I really had to zoom out to show you just how long the uptrend from MKS Instruments (MKSI) has been in place, even though income has been falling. As is the case with so many of the other names being added to our watchlist though, things should improve for MKSI beginning this year. This year's projected bottom line of $1.57 should be better than last year's earnings of $0.90 per share, while 2015's expected profit is $1.80. This long-term rally isn't going anywhere. The trick is finding the right entry point.
Kaman Corp. (KAMN) shares have already fought their way past a key horizontal line at $38.50, but they seem to be getting comfortable above that mark, and are even gearing up for another round of slingshot action past the resistance level at $40.15. The sales and earnings growth has always been there, even if sporadically.

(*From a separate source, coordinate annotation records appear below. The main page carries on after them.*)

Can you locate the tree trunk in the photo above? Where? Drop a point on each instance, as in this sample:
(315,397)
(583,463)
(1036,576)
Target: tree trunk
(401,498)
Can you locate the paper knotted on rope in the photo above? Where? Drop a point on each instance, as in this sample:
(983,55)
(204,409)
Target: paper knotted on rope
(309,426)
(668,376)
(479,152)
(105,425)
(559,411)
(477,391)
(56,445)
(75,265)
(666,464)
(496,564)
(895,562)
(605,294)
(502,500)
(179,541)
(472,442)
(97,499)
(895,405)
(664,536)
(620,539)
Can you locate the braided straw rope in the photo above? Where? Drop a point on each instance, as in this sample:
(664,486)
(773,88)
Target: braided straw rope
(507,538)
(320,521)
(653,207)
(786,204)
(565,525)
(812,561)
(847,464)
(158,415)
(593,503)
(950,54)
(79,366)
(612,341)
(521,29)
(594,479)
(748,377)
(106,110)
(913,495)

Astec Industries (ASTE) looks like it's just a few days away from breaking through the upper side of a long-term wedge pattern. Yeah, it's tried to do so before, and failed, but the bulls have remained in position to take another swing. Looks like they're intent on making it happen.
Truth be told, SurModics (SRDX) may not be seeing its earnings shrink, but it's not like they're on pace to grow like gangbusters this year either. Next year should be a tad better, but again, nothing to write home about. Regardless, the recent bullishness from this stock is close to putting the finishing touches on a major cup-and-handle pattern.
OK, there were actually a few more candidates that showed up on this week's scans, but we've already gone long, and the eight ideas above should be more than enough to keep us all busy over the weekend. I might show you the rest sometime early next week.
Now, while we're not yet adding any of those eight possibilities to our portfolio, I will tell you that if you were to go ahead and get into one or two of them, you wouldn't be the only one doing so. They're all pretty good looking as is, even if I'm holding out for something closer to perfection. Use 'em, don't use 'em. Your call. I just though we'd put them on your plate in case you were in need of some new possibilities. If we do decide to officially add any of them to the unofficial SmallCap Network portfolio, we'll say so in the newsletter.
That's it for today, folks. Have a great weekend!